ESG is an acronym for Environmental Social and Governance.
The growing demand of minerals and metals is increasing the need for mining operations in remote areas. However, some local communities adjacent to mining projects lack capacities and education to mindfully benefit from mining activities, or to engage in other sectors of the local economy. In addition, communities are nowadays more aware and informed by the media or local and global NGOs of their rights and benefits in compensation for natural resource extraction.
SDGs were adopted back in 2015.
GRI (2016) offer a practical guidance to report on the SDGs. The aim is the creation of a harmonized indicator set and methodology for companies to report on their contributions to the SDGs.
GRI (Global Reporting Initiative)
...."This analysis of the goals
and targets is a first step towards a
unified mechanism to help companies
report on the SDGs in a comparable
and effective way. By reporting
on their progress, companies will
improve their performance which will
enable meaningful progress towards
achieving the SDGs.”
Tim Mohin; Chief Executive, GRI.
Social license to operate (SLO) is defined as a corporate approach intended to gain community acceptance.

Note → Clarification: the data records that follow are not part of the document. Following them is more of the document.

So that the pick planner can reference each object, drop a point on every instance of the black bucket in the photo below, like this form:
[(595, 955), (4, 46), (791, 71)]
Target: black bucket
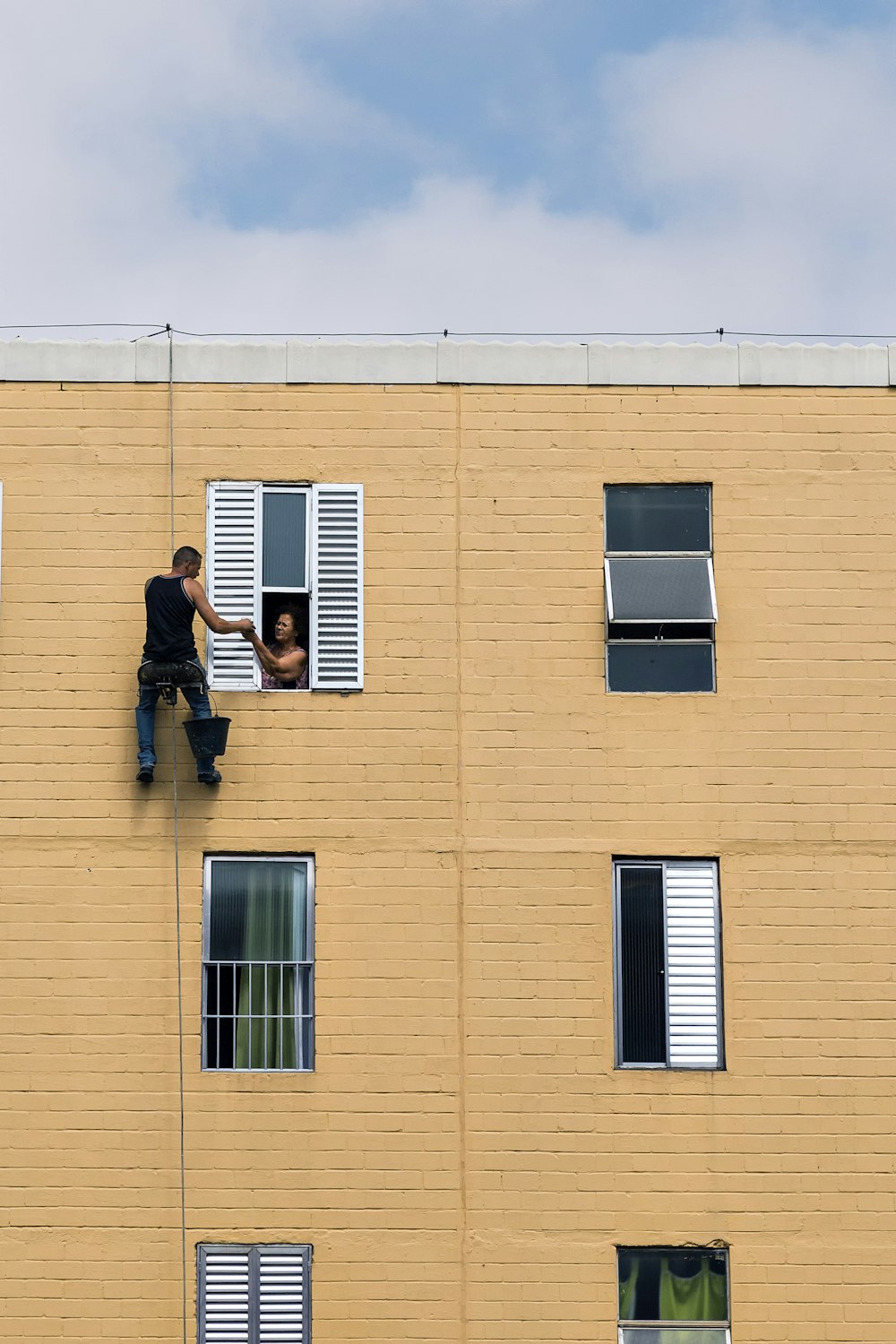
[(207, 737)]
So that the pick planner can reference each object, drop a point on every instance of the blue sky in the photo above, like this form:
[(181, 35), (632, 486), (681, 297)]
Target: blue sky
[(508, 166)]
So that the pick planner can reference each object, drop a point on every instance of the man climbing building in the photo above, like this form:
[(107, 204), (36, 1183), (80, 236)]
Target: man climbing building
[(172, 601)]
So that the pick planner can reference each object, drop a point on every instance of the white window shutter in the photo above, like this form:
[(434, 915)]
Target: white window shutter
[(338, 588), (284, 1314), (225, 1296), (231, 569), (692, 961)]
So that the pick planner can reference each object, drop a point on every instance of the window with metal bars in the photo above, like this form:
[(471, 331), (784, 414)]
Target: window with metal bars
[(273, 546), (258, 962), (673, 1295), (659, 588), (254, 1295), (668, 964)]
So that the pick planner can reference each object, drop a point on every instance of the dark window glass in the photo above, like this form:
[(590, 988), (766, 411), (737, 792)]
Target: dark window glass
[(657, 518), (284, 539), (657, 631), (673, 1285), (665, 589), (642, 960), (659, 667)]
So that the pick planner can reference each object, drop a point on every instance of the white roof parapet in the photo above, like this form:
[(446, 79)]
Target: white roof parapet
[(516, 363), (360, 362), (214, 362), (813, 366), (662, 366), (512, 363), (69, 362)]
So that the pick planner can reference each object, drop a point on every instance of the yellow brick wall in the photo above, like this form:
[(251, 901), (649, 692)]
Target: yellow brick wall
[(465, 1158)]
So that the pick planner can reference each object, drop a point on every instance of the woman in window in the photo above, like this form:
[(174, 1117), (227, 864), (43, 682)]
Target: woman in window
[(284, 661)]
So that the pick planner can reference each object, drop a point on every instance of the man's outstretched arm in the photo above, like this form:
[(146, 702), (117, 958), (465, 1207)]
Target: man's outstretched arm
[(215, 623)]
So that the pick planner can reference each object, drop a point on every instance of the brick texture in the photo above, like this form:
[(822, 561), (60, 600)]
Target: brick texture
[(465, 1158)]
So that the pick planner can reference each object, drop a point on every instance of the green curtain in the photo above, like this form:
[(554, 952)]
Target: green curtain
[(260, 914), (627, 1290), (696, 1297)]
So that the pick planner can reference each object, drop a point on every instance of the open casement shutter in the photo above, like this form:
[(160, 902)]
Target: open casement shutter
[(231, 567), (659, 588), (692, 965), (284, 1297), (225, 1296), (338, 588)]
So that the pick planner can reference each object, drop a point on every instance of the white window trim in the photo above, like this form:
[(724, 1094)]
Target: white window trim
[(335, 573)]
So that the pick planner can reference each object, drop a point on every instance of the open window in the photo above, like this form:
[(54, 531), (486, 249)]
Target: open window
[(668, 964), (279, 543), (673, 1295), (659, 588)]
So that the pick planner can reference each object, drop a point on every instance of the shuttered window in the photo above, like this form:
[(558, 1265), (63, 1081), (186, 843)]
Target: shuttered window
[(659, 588), (274, 543), (254, 1295), (668, 964)]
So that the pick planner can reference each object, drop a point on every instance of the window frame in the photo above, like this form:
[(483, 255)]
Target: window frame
[(664, 863), (311, 962), (668, 554), (253, 1250), (629, 1324)]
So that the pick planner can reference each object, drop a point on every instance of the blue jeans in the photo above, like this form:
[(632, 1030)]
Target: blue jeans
[(196, 698)]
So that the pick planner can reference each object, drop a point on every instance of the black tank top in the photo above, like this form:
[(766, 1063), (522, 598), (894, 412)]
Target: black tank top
[(169, 621)]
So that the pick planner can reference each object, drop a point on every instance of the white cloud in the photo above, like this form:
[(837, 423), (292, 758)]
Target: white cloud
[(762, 158)]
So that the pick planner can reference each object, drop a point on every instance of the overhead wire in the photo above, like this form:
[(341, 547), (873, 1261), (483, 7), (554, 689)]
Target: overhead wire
[(167, 330)]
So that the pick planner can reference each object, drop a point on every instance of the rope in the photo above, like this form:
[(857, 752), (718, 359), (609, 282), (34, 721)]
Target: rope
[(180, 1034), (171, 429), (174, 760)]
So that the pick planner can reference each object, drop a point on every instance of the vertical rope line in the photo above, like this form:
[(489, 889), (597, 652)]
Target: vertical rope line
[(171, 430), (461, 873), (180, 1037), (174, 760)]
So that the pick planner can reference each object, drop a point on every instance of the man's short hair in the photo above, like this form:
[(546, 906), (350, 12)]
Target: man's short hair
[(185, 556)]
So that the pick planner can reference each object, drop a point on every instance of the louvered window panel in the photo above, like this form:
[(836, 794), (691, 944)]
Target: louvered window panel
[(692, 943), (668, 994), (670, 589), (338, 588), (231, 566), (282, 1296), (254, 1295), (225, 1314)]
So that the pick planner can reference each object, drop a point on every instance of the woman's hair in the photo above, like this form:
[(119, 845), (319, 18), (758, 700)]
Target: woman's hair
[(289, 609)]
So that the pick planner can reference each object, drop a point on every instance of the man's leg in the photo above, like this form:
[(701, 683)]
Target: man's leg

It is also viewed as an agreement between both mining companies and locals, in compensation for mineral and metal extraction. However, SLO requires additional disclosures to ensure the legitimated rights of all stakeholders. SDG’s integrate such disclosures.
We select companies which explore for strategic metals with projects located in prolific metallogenic belts or in new promising mining district.
Value and Risks
We assess company value based on the quality of their assets and the probability to mitigate risks.
We extrapolate the value using NPV and DCF method + sensitive analysis with @Risk (Palissade software).
A risk rating
ESG criteria are included in our Risk Analysis.
ESG Risk Rating (eRR) is part of our final rating.